Summary
Background: Two of the major characteristics of chronic obstructive pulmonary disease (COPD) are inflammation of the airways and hyper-secretion of mucus. Current therapies to treat these symptoms include bronchodilators and anti-mucolytic therapy. This study focuses on the co-engineering of salbutamol sulphate (SS), a common bronchodilator and mannitol, an anti mucolytic, as a potential combination therapy for COPD. This combination was chosen to have an augmented effect on the airways: the SS will act on the β2 receptor for relaxation of smooth muscle, while mannitol will decrease mucus viscosity, consequently enhancing its clearance from the lung. A series of co-spray dried samples, containing therapeutically relevant doses of salbutamol and mannitol were prepared and tested in terms of physico-chemical characteristics. Additionally the formulation was evaluated for its effect on epithelial cell viability, transport and cilia beat frequency.

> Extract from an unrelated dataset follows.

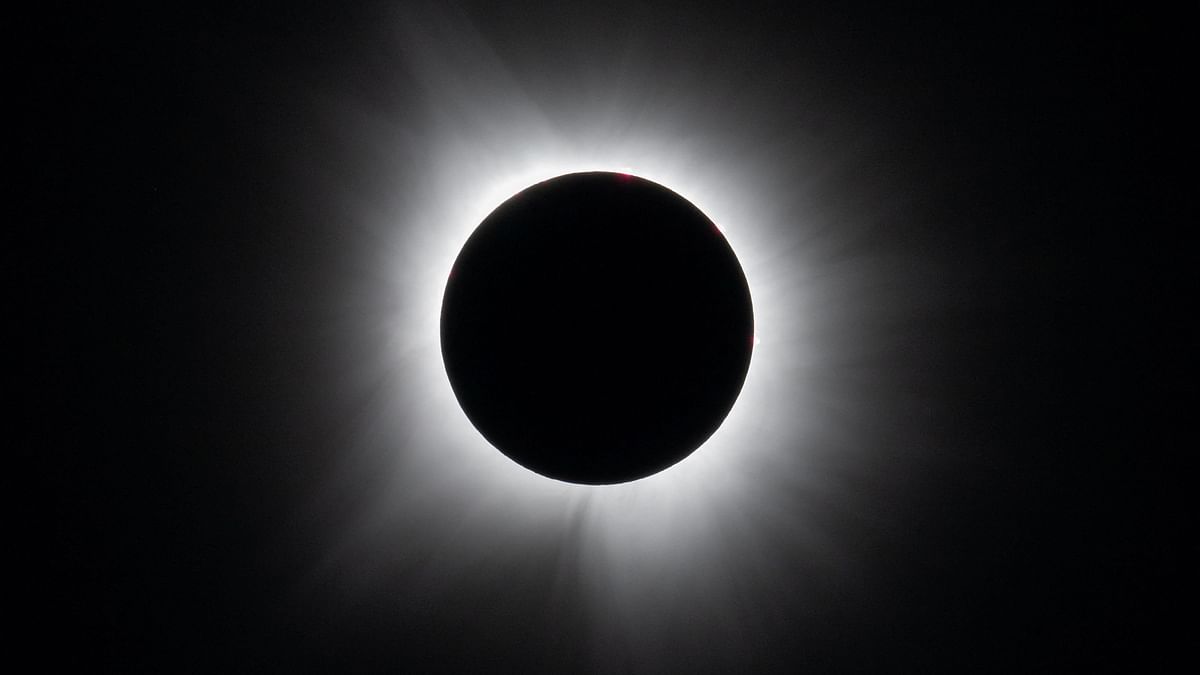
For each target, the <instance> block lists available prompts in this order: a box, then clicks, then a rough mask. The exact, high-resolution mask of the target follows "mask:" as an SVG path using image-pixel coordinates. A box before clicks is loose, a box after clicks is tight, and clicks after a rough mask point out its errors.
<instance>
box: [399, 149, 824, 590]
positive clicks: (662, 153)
mask: <svg viewBox="0 0 1200 675" xmlns="http://www.w3.org/2000/svg"><path fill="white" fill-rule="evenodd" d="M494 131H496V132H497V137H496V138H491V141H492V142H491V143H481V144H479V145H474V147H466V145H462V144H460V143H455V142H449V143H448V144H446V145H444V147H442V148H440V149H442V156H440V157H438V159H439V160H440V161H438V162H434V166H432V167H431V171H428V172H427V173H426V175H425V178H426V180H427V181H428V184H427V185H426V189H425V190H422V191H421V193H422V197H421V203H420V204H410V205H409V208H408V209H406V210H407V211H408V213H407V214H406V216H407V217H408V219H413V220H409V221H408V222H409V226H407V227H398V228H397V229H396V231H395V232H396V234H397V237H398V241H397V244H396V246H395V247H394V250H400V251H403V252H404V255H403V257H404V261H403V263H398V264H396V265H395V267H394V268H392V269H394V270H395V275H396V276H395V277H394V280H392V281H394V285H395V288H396V292H397V293H400V294H401V295H402V301H401V303H398V304H397V305H396V306H397V309H398V311H397V313H396V315H395V316H394V317H392V327H394V330H392V335H394V340H392V344H394V346H395V348H394V354H392V358H394V359H395V363H394V364H392V365H394V368H392V369H391V371H394V372H397V374H403V375H401V376H397V378H396V381H394V382H392V386H395V387H396V388H397V389H398V392H397V394H398V396H397V398H398V399H401V400H404V401H407V402H409V404H410V405H408V406H406V407H407V410H403V411H402V413H403V418H404V420H406V423H404V425H403V429H402V431H401V430H397V432H398V434H400V436H401V437H404V438H406V442H404V444H403V450H402V452H403V454H404V455H407V456H406V458H404V459H402V460H400V462H398V465H397V471H400V472H403V473H406V474H410V476H412V474H414V472H415V474H418V476H425V477H426V478H427V482H426V480H422V483H425V484H426V485H430V484H433V485H438V486H439V488H438V489H437V492H433V491H432V490H433V489H432V488H425V490H427V492H426V496H427V498H428V500H431V501H434V502H440V501H443V500H445V501H448V503H449V502H456V501H457V502H458V503H461V504H462V507H463V508H464V509H467V510H469V512H470V513H473V514H474V515H473V516H472V518H473V519H479V520H478V521H474V522H475V525H476V526H478V533H479V534H480V536H482V537H490V536H491V537H500V536H502V533H508V534H509V536H514V537H516V538H517V539H521V538H522V537H529V534H528V532H530V531H538V530H542V531H545V530H546V528H550V530H552V531H553V530H556V528H562V530H563V531H565V528H566V527H568V526H570V527H572V528H576V530H575V531H576V532H577V534H580V536H581V537H582V538H583V539H584V540H586V542H588V543H590V544H594V545H595V546H596V548H598V549H600V550H602V551H605V555H606V557H607V558H608V560H610V562H613V563H617V565H618V566H619V560H620V558H626V557H629V560H628V561H626V562H629V563H632V562H634V561H635V560H636V561H637V563H638V565H644V563H646V562H648V561H649V560H655V558H656V560H660V561H661V562H664V563H667V562H670V561H671V560H672V558H673V556H674V555H696V554H698V552H700V551H701V550H703V549H708V548H714V549H716V548H721V546H722V545H727V543H728V542H727V540H726V542H724V544H722V542H721V540H720V537H718V536H716V534H718V528H719V527H720V525H721V522H722V521H721V519H720V518H716V515H718V514H719V513H721V512H727V510H728V509H730V508H731V507H734V508H736V504H738V503H739V502H744V500H746V498H755V497H752V496H751V495H754V494H755V491H756V490H757V489H760V488H761V485H755V484H754V482H755V480H757V479H758V478H761V476H762V473H764V472H769V471H776V470H779V467H780V464H785V465H788V466H791V467H794V468H796V470H797V471H802V472H803V470H804V466H803V465H804V453H803V449H800V450H798V449H797V447H798V443H797V440H796V437H794V436H796V434H794V431H793V430H794V429H797V428H798V426H802V425H803V424H804V419H803V416H802V418H800V419H798V418H797V416H796V413H794V412H791V413H790V414H788V416H786V417H781V416H780V414H779V407H778V406H774V405H772V400H773V398H779V396H782V398H784V399H785V400H788V401H793V400H794V395H796V393H794V388H796V382H794V381H793V380H791V377H793V376H794V371H792V374H791V375H779V372H781V371H787V370H788V368H790V366H794V365H797V363H798V362H803V360H805V359H804V357H803V354H798V352H799V351H803V345H804V341H803V337H792V335H794V334H796V331H794V328H796V327H797V325H800V324H802V321H800V319H799V318H798V317H796V316H794V312H782V311H780V307H781V305H782V303H780V301H779V298H780V297H781V294H782V293H785V292H788V293H792V295H793V299H794V293H796V283H794V282H790V281H787V280H784V282H782V283H781V282H780V276H784V277H787V276H790V274H791V270H790V269H787V270H780V269H770V263H772V262H773V261H774V262H776V265H778V263H779V261H780V257H779V256H776V255H773V251H772V241H770V239H772V237H770V233H769V232H768V228H767V226H766V223H768V222H770V219H769V216H768V215H767V214H760V213H758V211H760V209H757V208H755V207H754V205H752V204H760V203H762V202H761V199H760V197H761V196H760V195H755V193H754V192H752V190H749V191H748V189H749V187H750V186H751V185H752V181H754V180H755V178H756V177H755V175H754V174H752V173H749V174H748V172H746V169H745V167H738V166H722V165H720V163H714V162H710V161H697V159H696V157H695V156H694V155H692V153H691V151H689V150H694V149H695V148H690V147H672V145H671V144H670V143H661V144H660V143H654V142H646V141H637V139H635V138H628V139H625V141H624V142H622V143H610V144H607V148H606V149H604V150H601V149H599V148H598V147H596V145H593V147H590V148H586V149H584V148H577V147H571V145H570V144H568V143H546V142H542V143H535V141H536V137H538V136H540V135H533V136H534V138H528V139H526V138H521V135H520V133H514V132H502V130H494ZM514 131H516V130H514ZM481 147H482V148H491V151H479V148H481ZM530 147H538V148H539V150H540V151H539V153H536V155H535V156H534V154H533V153H529V151H528V149H529V148H530ZM433 148H438V145H437V144H433ZM588 171H610V172H614V173H632V174H635V175H638V177H641V178H644V179H648V180H652V181H654V183H658V184H660V185H662V186H665V187H667V189H670V190H672V191H674V192H677V193H678V195H680V196H682V197H684V198H685V199H688V201H689V202H691V203H692V204H695V205H696V207H697V208H698V209H700V210H701V211H702V213H704V214H706V215H707V216H708V217H709V219H710V220H712V221H714V222H718V223H721V226H722V227H721V231H722V233H724V235H725V238H726V240H727V241H728V243H730V246H731V247H732V249H733V251H734V253H736V255H737V256H738V259H739V262H740V264H742V268H743V271H744V274H745V276H746V281H748V285H749V288H750V293H751V299H752V303H754V307H755V351H754V354H752V358H751V364H750V369H749V372H748V374H746V378H745V383H744V386H743V389H742V393H740V395H739V396H738V399H737V401H736V402H734V405H733V407H732V410H731V411H730V413H728V416H727V417H726V419H725V422H724V423H722V424H721V426H720V428H719V429H718V430H716V431H715V432H714V434H713V435H712V436H710V437H709V438H708V441H706V442H704V443H703V444H702V446H701V447H700V448H697V449H696V450H695V452H694V453H691V454H690V455H688V458H685V459H684V460H683V461H680V462H678V464H676V465H674V466H672V467H670V468H667V470H665V471H662V472H659V473H656V474H653V476H649V477H647V478H643V479H640V480H635V482H631V483H623V484H617V485H577V484H569V483H562V482H558V480H553V479H548V478H546V477H542V476H540V474H536V473H534V472H532V471H528V470H527V468H524V467H522V466H520V465H517V464H516V462H514V461H511V460H510V459H508V458H506V456H504V455H503V454H502V453H499V452H498V450H496V448H493V447H492V446H491V444H490V443H488V442H487V441H486V440H485V438H484V437H482V436H481V435H480V434H479V432H478V431H476V430H475V428H474V426H473V425H472V424H470V422H469V420H468V419H467V417H466V414H464V413H463V411H462V408H461V407H460V405H458V402H457V399H456V398H455V396H454V393H452V390H451V388H450V383H449V380H448V377H446V374H445V370H444V365H443V360H442V358H440V351H439V345H440V336H439V316H440V311H442V299H443V293H444V291H445V283H446V281H448V275H449V273H450V269H451V267H452V263H454V261H455V259H456V257H457V255H458V253H460V251H461V249H462V246H463V244H464V243H466V241H467V239H468V238H469V235H470V234H472V233H473V232H474V229H475V228H476V227H478V226H479V225H480V223H481V222H482V221H484V219H485V217H486V216H487V215H488V214H491V213H492V211H493V210H494V209H496V208H497V207H498V205H499V204H502V203H504V202H505V201H506V199H509V198H510V197H512V196H514V195H516V193H518V192H521V191H523V190H526V189H527V187H529V186H532V185H534V184H538V183H541V181H544V180H548V179H551V178H556V177H559V175H563V174H569V173H576V172H588ZM788 264H791V261H788ZM764 275H766V276H767V277H768V279H770V281H772V282H763V281H762V277H763V276H764ZM793 306H794V303H793ZM780 340H782V341H784V342H781V341H780ZM785 342H786V345H785ZM776 344H778V345H780V346H786V351H776V350H773V345H776ZM773 371H774V372H775V374H776V375H775V376H772V374H773ZM413 404H415V405H413ZM785 448H786V452H787V453H788V456H787V458H781V456H780V454H779V453H781V452H785V450H784V449H785ZM800 448H803V446H800ZM797 462H798V464H797ZM401 465H402V466H401ZM788 471H791V468H788ZM802 480H804V479H803V478H802ZM398 498H401V497H400V496H397V500H398ZM395 506H396V507H398V508H403V507H400V504H395ZM382 508H386V507H382ZM581 514H582V515H581ZM380 516H382V518H384V519H386V515H384V514H380ZM578 518H582V524H581V521H580V520H578ZM473 530H474V528H473ZM647 556H648V557H647ZM608 573H613V572H612V571H611V569H610V571H608ZM606 575H607V574H606ZM630 581H632V580H630V579H626V580H625V581H624V583H625V584H629V583H630Z"/></svg>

Methods: Mannitol (MA) with different concentrations of salbutamol sulphate was co-spray dried to obtain dry powders within a respirable range. The ratios (% w/w) were: 100% MA, 99.95% MA : 0.05% SS, 99.9% MA : 0.1% SS and 99.8% MA : 0.2% SS. The particles size and the morphology were analysed using a Mastersizer and scanning electron microscopy (SEM). The toxicity of MA and SS was tested on Calu-3 bronchial epithelial cell lines at different concentrations, using a liquid covered culture.
Results: The dry powder formulations showed a median volume diameter of 3.16 ± 0.46 μm, suitable for inhalation therapy. Toxicity studies have shown that both MA and SS are not toxic to the Calu-3 over the concentration range studied. Furthermore, SS 10-6 M, MA 10-3 M and the combined ratios gave a significant increase in cilia beat frequency compared to the control.
Conclusion: These studies have established that co-spray dried combination formulations of mannitol and salbutamol sulphate can be successfully prepared that have limited toxicity, good aerosol performance and increase the ciliary beat frequency (CBF) for improving the mucociliary clearance in patients, whilst simultaneously acting on the underlying smooth muscle.